Солнечное пятно падает на бревенчатую стену из маленького окошка над кроватью, мама то и дело шикает на куриц, пытающихся прорваться со двора в сени, — они отлетают в сторону, хлопая крыльями, недовольно бормочут что-то. К недовольному квохтанью куриц примешиваются крики и визг моих племянниц — пятилетней Светки и трёхгодовалой Гельки. Они носятся где-то по двору и постоянно ссорятся по мелочам. Вчера Светка нечаянно наступила на цыплёнка, и он, бедный, с минуту на глазах перепуганной матери-наседки и своих братьев и сестёр с пронзительным предсмертным писком высоко подпрыгивал по двору, а из его головки тоненьким фонтанчиком брызгала и в солнечном свете рассыпалась на мелкие брызги кровь.
Они сидят рядом, мама и Соня, на ступеньке перед открытой сенной дверью спиной ко мне. Но я на всякий случай притворяюсь спящим и смотрю на них через полуопущенные веки и нарочно дышу глубоко и ровно. Две длинных матовых косы лежат спокойно у Сони на спине поверх белой кофточки, и голос у неё тихий и добрый, с едва заметным пришепётыванием. Чувствуется, что она говорит и улыбается. И мама с ней беседует ласково, как с больной, — мама жалливая, она со всеми одинаково добрая, терпеливая, никогда сама не плачется, зато другим сочувствует по любому поводу. Иногда неудобно за неё, хочется, чтобы она была посуровей, что ли. Да что с ней поделаешь? Её и война не изменила. А смерть моего брата Кирилла — от осколка мины в затылок под городом Орлом — сделала только печальней и добрее.
«На всё воля Божья, сынок», — успокаивает она меня, когда я начинаю вредничать и роптать на жизнь. Суворовское совсем отбило меня от дома, от маминой чуткости и заботы. Её желание приласкать и угодить кажутся посягательством на мою мужскую самостоятельность. И я, бессмысленно отстаивая право на внутреннюю свободу, порой огрызаюсь, как попавший в зоопарк волчонок. А теперь, уже седой, про себя каюсь и прошу у покойной мамы прощения за причинённую ей боль на протяжении всей моей извилисто-порожистой жизни.
Наконец надоедает лежать и слушать неинтересный разговор о том, как надо убаюкивать ребёнка, готовить перемячи из баранины, а из топлёного молока — кислый катык, солить помидоры, огурцы и капусту, и я заявляю о себе притворно громким зевком.
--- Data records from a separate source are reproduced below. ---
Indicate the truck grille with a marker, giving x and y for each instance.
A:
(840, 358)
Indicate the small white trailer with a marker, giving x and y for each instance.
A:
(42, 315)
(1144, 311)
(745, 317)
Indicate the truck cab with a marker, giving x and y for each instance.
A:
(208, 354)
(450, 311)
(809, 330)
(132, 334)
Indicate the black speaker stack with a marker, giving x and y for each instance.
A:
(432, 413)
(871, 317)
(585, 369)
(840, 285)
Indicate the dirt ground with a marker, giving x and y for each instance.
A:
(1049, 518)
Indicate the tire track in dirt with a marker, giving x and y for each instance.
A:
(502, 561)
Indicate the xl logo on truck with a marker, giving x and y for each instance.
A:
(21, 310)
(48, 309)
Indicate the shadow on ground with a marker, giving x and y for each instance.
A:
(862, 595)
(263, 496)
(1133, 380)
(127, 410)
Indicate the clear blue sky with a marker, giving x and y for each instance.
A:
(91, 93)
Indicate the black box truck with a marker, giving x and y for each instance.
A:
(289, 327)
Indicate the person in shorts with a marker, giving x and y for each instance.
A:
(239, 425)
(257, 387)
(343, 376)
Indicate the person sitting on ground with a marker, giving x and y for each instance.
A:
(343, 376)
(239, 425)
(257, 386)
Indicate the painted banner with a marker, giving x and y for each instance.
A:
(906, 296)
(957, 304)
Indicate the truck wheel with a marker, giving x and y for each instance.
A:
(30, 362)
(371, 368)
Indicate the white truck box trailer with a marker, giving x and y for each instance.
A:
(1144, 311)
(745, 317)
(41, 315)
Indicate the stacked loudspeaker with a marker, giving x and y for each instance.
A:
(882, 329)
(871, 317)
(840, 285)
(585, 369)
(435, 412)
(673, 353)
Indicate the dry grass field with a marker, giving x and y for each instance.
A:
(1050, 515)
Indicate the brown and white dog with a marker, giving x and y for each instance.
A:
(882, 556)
И вижу, как ко мне живо поворачивается голова Сони — лицом, круглым и лимонно-смуглым, светящимся, как подсолнух. У неё узкие, совсем узкие глаза и полуоткрытые алые, красиво очерченные губы. В общем-то, ничего хорошего, уверяю я себя. Конечно, её не сравнишь с казанской кудрявой, кареглазой и капризно-озорной Таней Осиповой. Её одну — сомнений быть не может — я страстно и безнадёжно люблю вот уже полтора года. И эта любовь — на всю жизнь.
Я сажусь на постели. Меня не смущает, что я в одних казённых сатиновых трусах. Зато я загорелый, упитанный, хорошо тренирован в суворовском училище — под тонкой кожей переливаются упругие желваки мышц, — таким, по крайней мере, я себе представляюсь. В деревне тоже стремлюсь не потерять форму: по утрам бегаю по периметру сада вдоль прясел ограды. Делаю армейскую зарядку. Раз десять за день подтягиваюсь на притолоке сенечной двери. И, к маминому ужасу, следуя примеру генералиссимуса Суворова, обливаюсь ледяной водой прямо из колодца. Среди здешних ребят утвердил свой авторитет тем, что показал несколько упражнений на турнике, брусьях и канате в школьном спортгородке. И ещё больше, когда прыгнул вниз головой в воду и вынырнул у противоположного берега пруда и продемонстрировал пару спортивных стилей плавания — брассом и кролем.